1. Gold price hits 3-week top on lower dollar, shares after China devaluation

Gold price hits 3-week top on lower dollar, shares after China devaluation

Gold price rose for a fifth session in a row on Wednesday, hitting a fresh three-week high as the dollar and European equities slid on concerns over China's devaluation of its currency.

By: | Published: August 12, 2015 5:34 PM

Gold price rose for a fifth session in a row on Wednesday, hitting a fresh three-week high as the dollar and European equities slid on concerns over China’s devaluation of its currency.

Earlier in the day, the People’s Bank of China  set the yuan’s midpoint reference rate weaker than Tuesday’s surprise 2 percent devaluation.

The move sparked fears of a currency war and hit global equities, prompting some investors to seek assets perceived as safer such as gold. The metal has now recovered more than 3 percent from a 5-1/2-year low of $1,077 during a late-July rout.

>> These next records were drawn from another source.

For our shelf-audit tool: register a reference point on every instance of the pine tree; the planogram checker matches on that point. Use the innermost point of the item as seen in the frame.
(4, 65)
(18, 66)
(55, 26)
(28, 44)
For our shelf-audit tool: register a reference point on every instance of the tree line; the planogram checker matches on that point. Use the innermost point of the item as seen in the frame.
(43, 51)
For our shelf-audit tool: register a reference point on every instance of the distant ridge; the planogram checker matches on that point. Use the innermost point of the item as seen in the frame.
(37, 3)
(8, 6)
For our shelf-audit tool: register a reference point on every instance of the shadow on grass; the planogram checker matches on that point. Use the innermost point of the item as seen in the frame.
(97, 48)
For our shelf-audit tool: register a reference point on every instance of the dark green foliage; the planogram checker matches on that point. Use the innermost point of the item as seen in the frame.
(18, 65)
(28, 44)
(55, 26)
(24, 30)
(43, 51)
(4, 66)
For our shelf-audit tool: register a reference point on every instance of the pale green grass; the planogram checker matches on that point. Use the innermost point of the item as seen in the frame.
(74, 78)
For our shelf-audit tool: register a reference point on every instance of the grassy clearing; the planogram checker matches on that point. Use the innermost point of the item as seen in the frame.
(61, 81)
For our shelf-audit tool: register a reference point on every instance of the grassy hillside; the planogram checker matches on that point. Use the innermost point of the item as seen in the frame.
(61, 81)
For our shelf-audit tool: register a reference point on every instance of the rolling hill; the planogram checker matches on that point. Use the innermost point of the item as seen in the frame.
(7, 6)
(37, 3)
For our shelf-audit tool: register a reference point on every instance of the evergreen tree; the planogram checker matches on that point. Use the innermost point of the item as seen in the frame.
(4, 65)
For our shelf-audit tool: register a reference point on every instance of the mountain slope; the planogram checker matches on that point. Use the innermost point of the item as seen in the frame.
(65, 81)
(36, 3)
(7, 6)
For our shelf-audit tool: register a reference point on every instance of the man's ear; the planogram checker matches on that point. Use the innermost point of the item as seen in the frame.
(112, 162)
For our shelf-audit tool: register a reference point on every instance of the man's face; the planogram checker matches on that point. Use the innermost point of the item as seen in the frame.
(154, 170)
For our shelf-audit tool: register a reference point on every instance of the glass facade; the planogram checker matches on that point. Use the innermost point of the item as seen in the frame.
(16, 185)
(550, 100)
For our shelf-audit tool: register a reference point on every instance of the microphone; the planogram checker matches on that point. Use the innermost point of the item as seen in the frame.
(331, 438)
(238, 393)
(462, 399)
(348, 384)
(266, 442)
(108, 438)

Spot gold rose as much as 1 percent to its highest since July 20 at $1,119.80 an ounce in earlier trade and was up 0.7 percent at $1,116.09 by 1149 GMT.

U.S. gold for December delivery gained 0.7 percent to $1,115.80 an ounce.

Gold was lifted by a weaker dollar, down 0.9 percent against a basket of currencies, and lower U.S. Treasury yields on doubts over whether the U.S. Federal Reserve will raise interest rates in the wake of China’s devaluation.

A weaker U.S. currency makes dollar-denominated gold cheaper for foreign buyers, while the fall in returns from U.S. bonds is seen as positive for the metal, which pays no interest.

“Although Fed policymakers are looking at what’s happening in China and other economies, they are likely to stick by a September rate hike, as they indicated after the Chinese stocks turmoil in July,” Natixis analyst Bernard Dahdah said.

“The support we are seeing in gold could therefore be short-lived.”

China’s devaluation is unlikely to distract the Fed from a domestic economy that appears increasingly ready for higher interest rates, economists and Fed watchers said.

But if China’s action indeed spurs a currency war, other currencies would depreciate while dollar strength continued, analysts said, which would eventually weaken gold.

The weaker yuan would make it more expensive for China, the world’s top consumer, to import gold, potentially extending weak Chinese demand seen since 2014, said OCBC Bank analyst Barnabas Gan.

Spot silver was unchanged at $15.27 an ounce after hitting a one-month high on Tuesday. Platinum gained 0.1 percent to $985.25 an ounce, having touched a three-week top overnight and palladium was up 0.4 percent at $603.97.